Google has a naming problem.
The Nexus smartphone, known as the “Nexus 4”, will soon run out of sequential numbering room. Google’s baby tablet is currently branded as the “Nexus 7” which means the smartphone would have only two more updates under the current scheme (Nexus 5 and 6) before pandamonium ensues.
By comparison, Apple uses completely different product names for its smartphone (“iPhone”) and its tablets (“iPad and iPad Mini”). Updates for the iPhone are given numerical increments for major upgrades, and letter suffixes for minor ones–those seen typically every other year (i.e. from iPhone 5 in 2012 to iPhone 5S in 2013). Updates to its tablets result in no product name change (so far). So the new, new iPad coming later this year will be still be known as the “iPad”. All of us who write about tech, or need to distinguish various models will refer to it as either the iPad 5, or, as is an increasingly common practice with all of Apple’s products, borrow from the auto industry, and assign it a model year: iPad (2013).
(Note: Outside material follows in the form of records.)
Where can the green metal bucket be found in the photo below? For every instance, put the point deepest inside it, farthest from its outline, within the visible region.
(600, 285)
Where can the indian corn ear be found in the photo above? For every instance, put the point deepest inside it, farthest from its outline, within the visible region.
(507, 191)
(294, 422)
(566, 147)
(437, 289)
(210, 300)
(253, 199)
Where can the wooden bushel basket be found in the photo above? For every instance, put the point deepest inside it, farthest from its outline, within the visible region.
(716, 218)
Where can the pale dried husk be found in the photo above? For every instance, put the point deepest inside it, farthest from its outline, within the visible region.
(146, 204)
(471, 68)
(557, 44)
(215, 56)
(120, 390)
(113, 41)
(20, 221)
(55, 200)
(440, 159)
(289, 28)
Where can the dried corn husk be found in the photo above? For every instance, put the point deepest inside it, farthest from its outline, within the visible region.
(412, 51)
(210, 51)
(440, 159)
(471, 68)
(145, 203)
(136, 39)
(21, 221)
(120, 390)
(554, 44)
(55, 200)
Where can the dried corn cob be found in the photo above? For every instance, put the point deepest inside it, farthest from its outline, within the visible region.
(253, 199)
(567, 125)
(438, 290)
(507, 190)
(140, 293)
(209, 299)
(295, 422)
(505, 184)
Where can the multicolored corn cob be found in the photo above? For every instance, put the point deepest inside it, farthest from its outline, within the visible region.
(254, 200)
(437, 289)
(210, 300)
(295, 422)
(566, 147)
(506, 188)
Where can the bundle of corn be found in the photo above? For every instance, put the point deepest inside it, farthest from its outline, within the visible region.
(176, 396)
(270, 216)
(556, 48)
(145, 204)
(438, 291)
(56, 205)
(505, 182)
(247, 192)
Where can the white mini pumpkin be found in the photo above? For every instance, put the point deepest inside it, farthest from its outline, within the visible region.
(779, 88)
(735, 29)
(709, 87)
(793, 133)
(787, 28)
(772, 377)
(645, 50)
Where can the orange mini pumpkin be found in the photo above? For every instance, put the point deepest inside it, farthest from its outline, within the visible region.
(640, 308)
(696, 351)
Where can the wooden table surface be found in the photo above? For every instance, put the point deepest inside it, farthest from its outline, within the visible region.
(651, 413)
Google’s naming scheme for its Nexus line as it stands is clean and straight forward, with each model name essentially referring to the screen size:
Nexus 4 – a 4.7″ smartphone
Nexus 7 – a 7-inch tablet
Nexus 10 – a 10-inch tablet
When Google updated both the Nexu 7 and 10 this year it kept the existing names. Again, we differentiate by referencing the generation (1st or 2nd gen) or assigning a model year (2012 or 2013).
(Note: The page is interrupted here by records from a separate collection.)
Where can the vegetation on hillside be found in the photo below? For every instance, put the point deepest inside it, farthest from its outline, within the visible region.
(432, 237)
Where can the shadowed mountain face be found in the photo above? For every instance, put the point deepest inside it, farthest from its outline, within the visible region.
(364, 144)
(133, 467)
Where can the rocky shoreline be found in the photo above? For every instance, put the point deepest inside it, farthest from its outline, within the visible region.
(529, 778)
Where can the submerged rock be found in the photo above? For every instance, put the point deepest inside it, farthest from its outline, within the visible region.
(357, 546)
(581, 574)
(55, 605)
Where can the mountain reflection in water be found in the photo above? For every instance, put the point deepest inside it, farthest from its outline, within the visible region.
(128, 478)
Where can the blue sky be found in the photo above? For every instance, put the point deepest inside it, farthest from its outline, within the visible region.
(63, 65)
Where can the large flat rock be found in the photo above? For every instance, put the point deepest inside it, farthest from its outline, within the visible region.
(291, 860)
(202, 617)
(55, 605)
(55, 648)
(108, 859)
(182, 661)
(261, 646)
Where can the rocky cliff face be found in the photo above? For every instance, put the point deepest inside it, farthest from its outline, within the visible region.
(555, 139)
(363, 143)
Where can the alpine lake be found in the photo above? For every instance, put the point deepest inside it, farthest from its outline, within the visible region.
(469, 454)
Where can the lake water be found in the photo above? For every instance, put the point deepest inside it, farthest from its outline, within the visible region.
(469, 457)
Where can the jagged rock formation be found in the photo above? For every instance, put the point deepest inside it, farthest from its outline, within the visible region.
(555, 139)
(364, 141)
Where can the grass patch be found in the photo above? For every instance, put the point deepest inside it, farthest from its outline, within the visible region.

In the past Nexus smartphones have had an unpredictable naming convention: Nexus One (2010), Nexus S (2010), Galaxy Nexus (2011), Nexus 4 (2012).
If Google bumps the screen size of the upcoming Nexus (October launch) to 5-inches as is widely anticipated then it would make sense to call it the “Nexus 5”.
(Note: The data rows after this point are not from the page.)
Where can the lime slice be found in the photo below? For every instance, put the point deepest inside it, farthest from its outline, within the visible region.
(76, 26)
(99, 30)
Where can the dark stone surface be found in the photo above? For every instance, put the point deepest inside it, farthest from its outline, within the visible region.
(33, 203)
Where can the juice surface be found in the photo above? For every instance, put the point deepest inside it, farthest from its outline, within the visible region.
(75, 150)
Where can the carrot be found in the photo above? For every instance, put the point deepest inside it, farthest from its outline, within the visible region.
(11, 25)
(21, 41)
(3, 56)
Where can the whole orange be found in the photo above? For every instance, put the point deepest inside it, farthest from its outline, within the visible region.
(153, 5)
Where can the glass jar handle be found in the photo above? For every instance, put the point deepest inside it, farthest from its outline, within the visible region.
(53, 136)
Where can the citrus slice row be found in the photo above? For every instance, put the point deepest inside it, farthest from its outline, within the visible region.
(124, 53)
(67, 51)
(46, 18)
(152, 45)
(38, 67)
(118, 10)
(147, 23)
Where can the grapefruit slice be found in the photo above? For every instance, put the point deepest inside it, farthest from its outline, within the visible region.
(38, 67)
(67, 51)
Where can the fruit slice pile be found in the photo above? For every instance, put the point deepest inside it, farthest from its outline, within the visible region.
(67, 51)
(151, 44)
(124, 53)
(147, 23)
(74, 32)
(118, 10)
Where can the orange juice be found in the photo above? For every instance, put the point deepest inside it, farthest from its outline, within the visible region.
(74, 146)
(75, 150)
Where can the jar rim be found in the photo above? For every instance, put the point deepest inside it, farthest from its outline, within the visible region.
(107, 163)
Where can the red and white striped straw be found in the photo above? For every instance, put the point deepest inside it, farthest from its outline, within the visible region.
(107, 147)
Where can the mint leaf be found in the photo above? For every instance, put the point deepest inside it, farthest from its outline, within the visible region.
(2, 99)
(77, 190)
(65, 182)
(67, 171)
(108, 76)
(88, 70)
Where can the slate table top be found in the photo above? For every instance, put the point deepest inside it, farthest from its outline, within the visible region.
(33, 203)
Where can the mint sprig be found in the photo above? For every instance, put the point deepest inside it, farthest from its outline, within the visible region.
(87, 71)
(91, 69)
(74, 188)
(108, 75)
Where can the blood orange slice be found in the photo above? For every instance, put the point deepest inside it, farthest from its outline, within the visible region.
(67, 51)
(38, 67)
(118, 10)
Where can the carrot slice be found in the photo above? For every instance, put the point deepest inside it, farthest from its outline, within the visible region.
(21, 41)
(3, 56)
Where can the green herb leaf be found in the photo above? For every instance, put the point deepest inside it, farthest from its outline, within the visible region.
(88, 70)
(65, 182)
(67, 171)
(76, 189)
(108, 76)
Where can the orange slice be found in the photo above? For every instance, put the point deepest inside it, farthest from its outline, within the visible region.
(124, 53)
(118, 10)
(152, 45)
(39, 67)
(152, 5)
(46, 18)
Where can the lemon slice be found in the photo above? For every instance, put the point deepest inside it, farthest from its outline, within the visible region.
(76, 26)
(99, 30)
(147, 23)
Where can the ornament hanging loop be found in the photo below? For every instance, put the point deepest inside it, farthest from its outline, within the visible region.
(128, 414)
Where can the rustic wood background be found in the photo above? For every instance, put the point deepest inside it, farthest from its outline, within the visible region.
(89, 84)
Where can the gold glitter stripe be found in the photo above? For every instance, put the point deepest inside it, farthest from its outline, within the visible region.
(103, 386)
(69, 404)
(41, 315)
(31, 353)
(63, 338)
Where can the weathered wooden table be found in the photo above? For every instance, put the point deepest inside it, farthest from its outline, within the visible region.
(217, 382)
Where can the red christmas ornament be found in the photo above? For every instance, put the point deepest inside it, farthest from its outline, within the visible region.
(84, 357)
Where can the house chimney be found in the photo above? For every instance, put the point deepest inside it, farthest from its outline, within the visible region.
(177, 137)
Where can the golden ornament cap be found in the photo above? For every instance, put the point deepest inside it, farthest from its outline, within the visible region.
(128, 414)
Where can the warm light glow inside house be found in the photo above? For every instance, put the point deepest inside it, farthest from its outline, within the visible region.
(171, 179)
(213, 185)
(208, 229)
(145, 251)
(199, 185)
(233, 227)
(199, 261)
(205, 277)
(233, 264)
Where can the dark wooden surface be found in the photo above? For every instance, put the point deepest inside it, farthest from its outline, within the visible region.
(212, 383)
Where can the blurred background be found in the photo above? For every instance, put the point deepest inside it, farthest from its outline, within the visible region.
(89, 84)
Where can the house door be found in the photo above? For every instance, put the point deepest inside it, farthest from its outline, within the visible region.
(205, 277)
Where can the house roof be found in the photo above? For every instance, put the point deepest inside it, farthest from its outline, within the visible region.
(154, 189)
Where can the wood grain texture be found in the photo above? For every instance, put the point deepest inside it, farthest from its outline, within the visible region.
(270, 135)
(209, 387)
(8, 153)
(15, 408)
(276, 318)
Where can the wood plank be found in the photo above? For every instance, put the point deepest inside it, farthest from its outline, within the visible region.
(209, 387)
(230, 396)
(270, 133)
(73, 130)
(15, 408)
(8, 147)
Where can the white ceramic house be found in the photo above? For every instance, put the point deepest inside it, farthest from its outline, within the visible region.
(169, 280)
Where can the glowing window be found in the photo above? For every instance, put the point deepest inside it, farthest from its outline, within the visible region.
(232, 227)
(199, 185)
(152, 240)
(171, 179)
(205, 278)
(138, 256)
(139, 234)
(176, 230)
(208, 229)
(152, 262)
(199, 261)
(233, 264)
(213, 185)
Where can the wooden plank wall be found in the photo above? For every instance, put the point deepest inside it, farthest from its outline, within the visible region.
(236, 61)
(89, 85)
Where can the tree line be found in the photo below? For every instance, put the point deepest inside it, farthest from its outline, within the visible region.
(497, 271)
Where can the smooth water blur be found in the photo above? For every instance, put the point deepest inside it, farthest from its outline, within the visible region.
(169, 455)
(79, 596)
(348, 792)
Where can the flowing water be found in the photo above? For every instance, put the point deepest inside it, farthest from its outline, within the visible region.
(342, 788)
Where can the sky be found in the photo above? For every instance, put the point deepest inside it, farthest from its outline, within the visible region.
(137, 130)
But, as the Nexus smartphone increasingly gets bigger, and Google runs out of naming space, what can it do?
There are a few options.
1. Google Names the next Nexus the “Nexus 5”
Maybe I’m over-thinking this whole deal. Google could simply name the new 5-inch Nexus the “Nexus 5”. Future revisions would, so long as the screen was within the 5-inch range, be simply known as the “Nexus 5”. No harm, no foul. If Google opted to release a phablet it could call it the Nexus 6. Life would be sweet: Nexus 5 and 6 would be used for the smartphone and phablet. And Nexus 7 and 10 would be used for the tablets.
One downside with sticking with the status quo is consumer perception. In this case if the product is always, say, the Nexus 5… every year, every release… it becomes increasingly difficult to stoke excitement. Introducing: the new “5”. Introducing: the new, new “5”. On the other hand Apple always makes hay when the iPhone (or Mac OS X) gets its annual update. There’s a new number, new logo, new colors, and new marketing campaign to suit.
2. Google Removes Numbers Completely from Nexus Product Names
Why bother even with the 4, 7, 10 in the Nexus naming convention?
Well, I suppose that’s obvious: they can’t all be called “Nexus”. But Google could remove the numbers and re-brand the product line. One clue that Google is thinking along those lines is the Moto X smartphone released this summer. It’s not called the Moto 4 or Moto X 4. It’s simply the Moto X – a great name, and a great phone to boot. If Google removes numbers it would then need sub-names; under this scenario Nexus would remain the master-brand, while a secondary name would be introduced to differentiate various models. For example, you could have the “Nexus Phone” for the smartphone, the “Nexus Tablet Mini” for the smaller tablet, etc. Surely, though, someone with more imagination than I could up with better names, but you get the idea.
3. Google Scraps the Nexus Brand Completely
This is a long shot. I find it difficult to believe that, after all these years of building brand equity with Nexus, Google would toss the moniker to the wayside. But, with the surprise naming change in Android 4.4, from Key Lime Pie to KitKat (help us), Google could have a massive branding makeover in the works. That would mean the Nexus brand would disappear completely, and the new 5-inch smartphone we’ll see in a few weeks would be called something completely different. Anything could happen!
At the end of the day, I’m going with option 1. Steady as she goes.
I suspect that the new phone running Android 4.4 KitKat that Google unveils this month will be called–drum roll, please–“Nexus 5”.
Next year’s update could still be known as the Nexus 5 and we would identify it using the generational descriptor or mode year.
As I mentioned there’s still room to slot in a Nexus phablet and call it the Nexus 6.
Tablet naming (Nexus 7 and Nexus 10) would remain unchanged.